“bg, I’m surprised. Will you please elaborate?”
When current flows through a material, with direct current it flows through the entire material. So if you had a plated coin, the outside material would have a resistivity and the inside would have a different resistivity.
ie; resistors in parallel. The equation is R total = R1 (times) R2, (divided by) R1 plus R2
Understood.
I didn’t think of parallel resistors because of the “envelope” configuration.
Thank you very much!
“resistors in parallel. The equation is R total = R1 (times) R2, (divided by) R1 plus R2”
Yes, that is true, but if you have a fair thickness of gold, it becomes a much less simple matter to determine that the deviance of increasingly small variances is due to the bimetallic nature rather than some other test artifact.

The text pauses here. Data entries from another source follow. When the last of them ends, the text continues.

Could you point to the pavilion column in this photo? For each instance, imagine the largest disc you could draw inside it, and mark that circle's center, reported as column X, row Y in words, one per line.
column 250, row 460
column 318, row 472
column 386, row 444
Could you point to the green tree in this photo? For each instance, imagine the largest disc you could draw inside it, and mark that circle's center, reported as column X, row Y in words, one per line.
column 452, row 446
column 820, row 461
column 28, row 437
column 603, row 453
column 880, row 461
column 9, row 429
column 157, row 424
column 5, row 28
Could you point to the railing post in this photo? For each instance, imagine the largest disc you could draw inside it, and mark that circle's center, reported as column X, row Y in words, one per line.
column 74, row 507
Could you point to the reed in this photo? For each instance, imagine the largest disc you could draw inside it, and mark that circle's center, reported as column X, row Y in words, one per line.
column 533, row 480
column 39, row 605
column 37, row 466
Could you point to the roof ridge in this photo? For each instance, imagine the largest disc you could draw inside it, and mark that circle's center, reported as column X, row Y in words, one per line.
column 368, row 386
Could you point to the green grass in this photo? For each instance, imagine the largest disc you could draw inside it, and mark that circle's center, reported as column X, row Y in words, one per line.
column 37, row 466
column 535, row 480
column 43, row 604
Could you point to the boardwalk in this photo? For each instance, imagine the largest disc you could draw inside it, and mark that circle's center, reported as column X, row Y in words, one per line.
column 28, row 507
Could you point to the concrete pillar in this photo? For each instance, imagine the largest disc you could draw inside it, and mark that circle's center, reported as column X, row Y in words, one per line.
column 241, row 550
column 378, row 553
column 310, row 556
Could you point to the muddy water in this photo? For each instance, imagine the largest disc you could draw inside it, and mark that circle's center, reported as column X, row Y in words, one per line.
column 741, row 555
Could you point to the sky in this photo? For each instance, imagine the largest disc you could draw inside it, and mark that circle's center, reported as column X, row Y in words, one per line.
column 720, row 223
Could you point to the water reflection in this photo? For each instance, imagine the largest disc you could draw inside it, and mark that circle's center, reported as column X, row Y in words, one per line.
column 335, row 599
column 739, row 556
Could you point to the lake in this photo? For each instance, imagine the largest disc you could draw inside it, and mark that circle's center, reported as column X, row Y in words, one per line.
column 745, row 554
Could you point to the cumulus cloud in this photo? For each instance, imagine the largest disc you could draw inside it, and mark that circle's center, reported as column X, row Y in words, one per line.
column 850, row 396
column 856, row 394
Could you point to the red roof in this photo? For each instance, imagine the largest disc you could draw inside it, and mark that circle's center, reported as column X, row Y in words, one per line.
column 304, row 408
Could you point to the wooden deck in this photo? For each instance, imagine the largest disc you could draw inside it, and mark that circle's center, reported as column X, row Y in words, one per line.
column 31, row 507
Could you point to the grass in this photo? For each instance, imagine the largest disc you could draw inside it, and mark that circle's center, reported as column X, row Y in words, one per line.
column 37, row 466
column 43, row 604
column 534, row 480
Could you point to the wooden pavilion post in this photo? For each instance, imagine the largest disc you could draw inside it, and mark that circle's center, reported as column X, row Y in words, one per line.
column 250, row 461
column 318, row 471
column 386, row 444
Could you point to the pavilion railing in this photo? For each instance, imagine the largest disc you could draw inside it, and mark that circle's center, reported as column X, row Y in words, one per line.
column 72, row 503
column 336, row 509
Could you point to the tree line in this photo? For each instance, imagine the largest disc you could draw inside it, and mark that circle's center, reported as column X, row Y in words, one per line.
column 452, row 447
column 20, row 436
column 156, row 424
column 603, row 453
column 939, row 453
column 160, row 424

As example, consider a plate of gold a sixteenth of an inch thick, and an inch by an inch! With a similar gold section a quarter inch high folded up on each end as the contacts. This will have very low resistance. Now weld a plate of tungsten on top. While that adds to conductivity per the cited equation, at that point things like shape (minute transmission distance differences) and contact become important.
You’d be better off detecting other properties, like using sound or some other vibration-based tech like a penetrating EM field to detect the interfaces between conductivities, densities, or internal reflectivity.
I suppose if you had lab-grade equipment with really high amperages, and a standard for shapes, and contact points it might work...until someone put a little silver on the tungsten.
Just so we’re clear...I agree you are correct in an ideal sense.